- Makaota Geographic Center of Community
- Coordinates: 29°51′04″S 27°14′16″E﻿ / ﻿29.85111°S 27.23778°E
- Country: Lesotho
- District: Mafeteng District
- Elevation: 5,266 ft (1,605 m)

Population (2006)
- • Total: 31,014
- Time zone: UTC+2 (CAT)

= Makaota =

Makaota is a community council located in the Mafeteng District of Lesotho.
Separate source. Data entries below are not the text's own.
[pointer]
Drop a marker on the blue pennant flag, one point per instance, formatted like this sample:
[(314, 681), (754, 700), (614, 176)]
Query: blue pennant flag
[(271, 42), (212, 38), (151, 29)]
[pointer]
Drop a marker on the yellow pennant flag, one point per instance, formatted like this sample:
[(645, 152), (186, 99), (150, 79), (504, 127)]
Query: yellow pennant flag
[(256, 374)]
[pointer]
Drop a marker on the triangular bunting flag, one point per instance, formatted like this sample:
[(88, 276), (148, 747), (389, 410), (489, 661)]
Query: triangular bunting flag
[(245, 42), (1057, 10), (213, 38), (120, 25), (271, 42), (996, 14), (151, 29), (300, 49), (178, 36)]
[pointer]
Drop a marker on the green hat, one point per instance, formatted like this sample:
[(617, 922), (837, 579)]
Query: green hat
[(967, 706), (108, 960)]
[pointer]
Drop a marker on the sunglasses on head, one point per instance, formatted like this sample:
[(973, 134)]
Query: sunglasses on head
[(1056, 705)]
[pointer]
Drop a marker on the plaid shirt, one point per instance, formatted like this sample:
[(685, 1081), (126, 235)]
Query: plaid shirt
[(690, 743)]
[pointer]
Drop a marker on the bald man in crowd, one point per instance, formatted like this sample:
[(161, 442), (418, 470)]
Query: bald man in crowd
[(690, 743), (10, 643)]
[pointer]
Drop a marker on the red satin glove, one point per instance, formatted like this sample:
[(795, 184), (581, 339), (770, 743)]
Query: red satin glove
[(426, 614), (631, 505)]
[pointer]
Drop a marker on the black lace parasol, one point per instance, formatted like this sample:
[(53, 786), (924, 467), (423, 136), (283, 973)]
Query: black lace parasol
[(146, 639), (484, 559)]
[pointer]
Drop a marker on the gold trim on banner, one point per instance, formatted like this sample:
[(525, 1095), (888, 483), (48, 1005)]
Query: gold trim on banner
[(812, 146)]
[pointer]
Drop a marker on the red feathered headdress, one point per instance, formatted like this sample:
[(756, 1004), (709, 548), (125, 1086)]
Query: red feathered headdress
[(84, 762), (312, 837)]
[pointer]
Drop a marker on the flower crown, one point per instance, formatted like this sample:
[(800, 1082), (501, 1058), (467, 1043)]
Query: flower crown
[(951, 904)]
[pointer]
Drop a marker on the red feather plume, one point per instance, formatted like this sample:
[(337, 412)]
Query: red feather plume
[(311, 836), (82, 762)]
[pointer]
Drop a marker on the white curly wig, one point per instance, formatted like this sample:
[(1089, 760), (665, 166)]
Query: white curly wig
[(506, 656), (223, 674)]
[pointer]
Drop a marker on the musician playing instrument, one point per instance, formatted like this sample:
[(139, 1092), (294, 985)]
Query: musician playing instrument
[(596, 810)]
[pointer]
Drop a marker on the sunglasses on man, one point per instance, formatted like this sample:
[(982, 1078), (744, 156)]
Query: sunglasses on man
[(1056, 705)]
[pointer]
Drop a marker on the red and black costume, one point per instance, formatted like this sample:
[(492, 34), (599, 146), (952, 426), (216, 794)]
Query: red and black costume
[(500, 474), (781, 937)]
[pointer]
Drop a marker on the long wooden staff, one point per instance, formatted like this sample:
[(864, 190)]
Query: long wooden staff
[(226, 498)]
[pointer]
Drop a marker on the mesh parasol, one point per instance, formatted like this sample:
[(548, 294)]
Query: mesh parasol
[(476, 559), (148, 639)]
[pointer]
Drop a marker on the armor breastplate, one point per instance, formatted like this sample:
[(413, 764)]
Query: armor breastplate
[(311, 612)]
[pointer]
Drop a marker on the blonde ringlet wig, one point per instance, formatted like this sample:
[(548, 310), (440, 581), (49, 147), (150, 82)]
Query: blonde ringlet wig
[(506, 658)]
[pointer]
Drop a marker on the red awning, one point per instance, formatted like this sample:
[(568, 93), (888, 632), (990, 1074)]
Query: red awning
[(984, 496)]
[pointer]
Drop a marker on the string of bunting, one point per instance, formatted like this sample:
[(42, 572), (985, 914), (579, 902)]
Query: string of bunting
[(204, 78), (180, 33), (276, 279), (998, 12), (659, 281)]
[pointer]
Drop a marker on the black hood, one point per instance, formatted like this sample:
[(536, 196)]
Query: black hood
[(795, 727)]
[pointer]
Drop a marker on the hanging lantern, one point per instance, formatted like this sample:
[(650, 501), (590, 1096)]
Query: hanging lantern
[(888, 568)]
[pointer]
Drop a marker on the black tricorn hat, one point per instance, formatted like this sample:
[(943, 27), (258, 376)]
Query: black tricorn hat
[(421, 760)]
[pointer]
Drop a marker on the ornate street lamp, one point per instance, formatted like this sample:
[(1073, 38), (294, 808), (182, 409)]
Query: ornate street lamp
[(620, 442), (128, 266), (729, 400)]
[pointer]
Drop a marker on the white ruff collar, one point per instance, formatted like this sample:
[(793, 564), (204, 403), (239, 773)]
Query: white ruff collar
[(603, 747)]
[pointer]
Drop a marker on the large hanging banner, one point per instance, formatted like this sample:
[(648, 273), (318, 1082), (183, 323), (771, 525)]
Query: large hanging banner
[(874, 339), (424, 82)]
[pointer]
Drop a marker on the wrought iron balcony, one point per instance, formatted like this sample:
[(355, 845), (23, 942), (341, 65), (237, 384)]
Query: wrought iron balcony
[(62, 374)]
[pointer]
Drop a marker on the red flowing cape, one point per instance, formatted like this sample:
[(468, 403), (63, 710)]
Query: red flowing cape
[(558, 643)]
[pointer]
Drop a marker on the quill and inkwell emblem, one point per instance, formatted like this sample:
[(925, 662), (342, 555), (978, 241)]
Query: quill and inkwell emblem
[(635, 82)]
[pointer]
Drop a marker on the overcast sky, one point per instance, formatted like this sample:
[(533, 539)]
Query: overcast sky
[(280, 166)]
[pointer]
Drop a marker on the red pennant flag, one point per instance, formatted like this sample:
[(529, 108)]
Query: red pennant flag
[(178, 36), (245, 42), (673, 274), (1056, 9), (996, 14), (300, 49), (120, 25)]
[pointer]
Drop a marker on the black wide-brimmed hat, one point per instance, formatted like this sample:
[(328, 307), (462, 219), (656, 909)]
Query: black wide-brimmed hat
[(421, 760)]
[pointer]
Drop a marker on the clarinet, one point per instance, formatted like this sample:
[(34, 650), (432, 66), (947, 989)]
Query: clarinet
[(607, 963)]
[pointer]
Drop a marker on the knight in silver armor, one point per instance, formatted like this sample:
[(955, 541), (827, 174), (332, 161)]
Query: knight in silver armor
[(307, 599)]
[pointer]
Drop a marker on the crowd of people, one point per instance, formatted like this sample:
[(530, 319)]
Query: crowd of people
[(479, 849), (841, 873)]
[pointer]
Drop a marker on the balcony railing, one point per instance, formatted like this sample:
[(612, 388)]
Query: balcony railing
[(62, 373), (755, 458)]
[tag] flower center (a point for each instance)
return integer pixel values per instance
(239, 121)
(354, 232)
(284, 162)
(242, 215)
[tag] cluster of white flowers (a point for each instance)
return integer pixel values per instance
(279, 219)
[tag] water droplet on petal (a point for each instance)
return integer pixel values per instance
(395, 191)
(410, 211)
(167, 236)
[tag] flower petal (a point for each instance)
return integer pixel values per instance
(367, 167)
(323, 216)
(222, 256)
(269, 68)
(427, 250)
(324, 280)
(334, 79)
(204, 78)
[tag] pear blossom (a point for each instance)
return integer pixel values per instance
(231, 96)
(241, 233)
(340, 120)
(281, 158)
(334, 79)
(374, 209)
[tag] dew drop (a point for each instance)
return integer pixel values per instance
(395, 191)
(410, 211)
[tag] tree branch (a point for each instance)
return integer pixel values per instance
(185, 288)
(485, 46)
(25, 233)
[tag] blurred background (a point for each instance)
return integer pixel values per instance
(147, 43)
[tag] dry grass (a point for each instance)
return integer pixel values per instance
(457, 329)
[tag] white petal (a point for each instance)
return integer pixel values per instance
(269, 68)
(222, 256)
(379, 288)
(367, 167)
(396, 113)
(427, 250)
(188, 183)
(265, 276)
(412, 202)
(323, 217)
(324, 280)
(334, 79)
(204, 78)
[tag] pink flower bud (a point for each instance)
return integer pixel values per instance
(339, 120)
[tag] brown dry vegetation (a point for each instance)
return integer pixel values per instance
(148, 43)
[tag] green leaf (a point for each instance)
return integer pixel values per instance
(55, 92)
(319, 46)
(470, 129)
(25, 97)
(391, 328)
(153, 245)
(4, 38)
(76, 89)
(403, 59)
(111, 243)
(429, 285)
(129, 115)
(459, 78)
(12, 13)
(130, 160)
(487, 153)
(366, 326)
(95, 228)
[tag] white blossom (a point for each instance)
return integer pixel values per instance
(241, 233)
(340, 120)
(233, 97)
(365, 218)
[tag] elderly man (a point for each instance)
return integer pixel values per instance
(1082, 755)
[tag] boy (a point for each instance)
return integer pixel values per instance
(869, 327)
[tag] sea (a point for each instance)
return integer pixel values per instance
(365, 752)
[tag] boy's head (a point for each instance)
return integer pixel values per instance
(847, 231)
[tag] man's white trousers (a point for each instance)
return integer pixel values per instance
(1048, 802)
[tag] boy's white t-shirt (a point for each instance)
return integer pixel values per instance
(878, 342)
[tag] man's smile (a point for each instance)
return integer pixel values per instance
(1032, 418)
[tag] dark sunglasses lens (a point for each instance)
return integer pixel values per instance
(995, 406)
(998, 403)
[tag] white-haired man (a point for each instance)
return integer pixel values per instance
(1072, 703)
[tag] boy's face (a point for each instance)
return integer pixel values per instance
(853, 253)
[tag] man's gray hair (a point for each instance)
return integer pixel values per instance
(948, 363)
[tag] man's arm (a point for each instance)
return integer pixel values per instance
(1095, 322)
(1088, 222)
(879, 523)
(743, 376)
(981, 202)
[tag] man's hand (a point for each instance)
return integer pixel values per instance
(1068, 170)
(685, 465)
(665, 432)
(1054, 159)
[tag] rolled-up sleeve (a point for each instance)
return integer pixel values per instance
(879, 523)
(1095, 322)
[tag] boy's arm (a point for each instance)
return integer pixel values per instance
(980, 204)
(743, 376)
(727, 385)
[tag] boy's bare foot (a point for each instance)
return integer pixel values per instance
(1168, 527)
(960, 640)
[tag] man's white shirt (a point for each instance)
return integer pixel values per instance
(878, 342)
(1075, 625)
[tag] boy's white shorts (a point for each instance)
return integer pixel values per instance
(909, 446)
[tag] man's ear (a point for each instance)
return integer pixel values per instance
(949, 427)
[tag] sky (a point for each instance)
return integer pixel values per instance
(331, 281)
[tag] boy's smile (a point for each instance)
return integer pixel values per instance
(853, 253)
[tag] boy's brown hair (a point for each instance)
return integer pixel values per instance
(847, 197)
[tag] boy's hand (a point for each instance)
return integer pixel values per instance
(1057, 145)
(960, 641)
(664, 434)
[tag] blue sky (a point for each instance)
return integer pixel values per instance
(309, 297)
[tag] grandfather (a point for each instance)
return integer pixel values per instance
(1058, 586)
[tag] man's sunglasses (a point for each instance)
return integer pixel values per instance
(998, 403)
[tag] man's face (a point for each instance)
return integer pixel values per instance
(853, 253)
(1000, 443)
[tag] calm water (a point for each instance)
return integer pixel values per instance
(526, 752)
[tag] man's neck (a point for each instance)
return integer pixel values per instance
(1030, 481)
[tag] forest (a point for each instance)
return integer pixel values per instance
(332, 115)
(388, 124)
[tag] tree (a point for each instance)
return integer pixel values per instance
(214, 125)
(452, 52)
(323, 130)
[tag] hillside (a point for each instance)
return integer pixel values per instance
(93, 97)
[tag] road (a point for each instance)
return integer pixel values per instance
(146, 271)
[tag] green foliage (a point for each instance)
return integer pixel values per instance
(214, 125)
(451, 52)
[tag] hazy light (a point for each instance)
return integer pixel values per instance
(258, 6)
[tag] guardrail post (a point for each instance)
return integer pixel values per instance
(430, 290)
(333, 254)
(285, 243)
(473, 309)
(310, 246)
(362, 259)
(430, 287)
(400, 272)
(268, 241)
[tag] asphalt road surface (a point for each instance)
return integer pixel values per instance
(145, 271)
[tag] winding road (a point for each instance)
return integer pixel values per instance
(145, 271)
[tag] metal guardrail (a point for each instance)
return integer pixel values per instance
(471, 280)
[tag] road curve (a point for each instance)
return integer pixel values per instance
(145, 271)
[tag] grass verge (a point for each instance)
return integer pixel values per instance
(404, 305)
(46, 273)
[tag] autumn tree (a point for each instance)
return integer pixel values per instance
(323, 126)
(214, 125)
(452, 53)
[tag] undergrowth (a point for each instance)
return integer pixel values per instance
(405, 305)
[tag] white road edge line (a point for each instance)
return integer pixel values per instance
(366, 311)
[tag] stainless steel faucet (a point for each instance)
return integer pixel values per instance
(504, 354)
Its population in 2006 was 31,014.

==Villages==
The community of Makaota includes the villages of Borokhong, Ha 'Mei, Ha Kotoanyane, Ha Kuebu, Ha Lebenkele, Ha Matsepe, Ha Mofalali, Ha Mothokho, Ha Motlere, Ha Mphatšoane, Ha Mpholle, Ha Nthebe, Ha Ramokhele, Ha Ramokhele (Koeneng), Ha Ramokoena, Ha Ranteme, Ha Seitlheko, Ha Souru, Ha Tšele, Ha Tseleng, Hospital Area, Khalahali, Khubetsoana, Lecop, Leloaleng, Lifelekoaneng, Likoung, Machoaboleng, Matheneng, Matholeng, Matlapaneng, Matsatseng, Motse-Mocha (Ha Matsepe), Paballong, Phahameng, Ramatlepe, Sekantšing (Ha Lekhari), Thabaneng, Tjorosing and Wepener Road.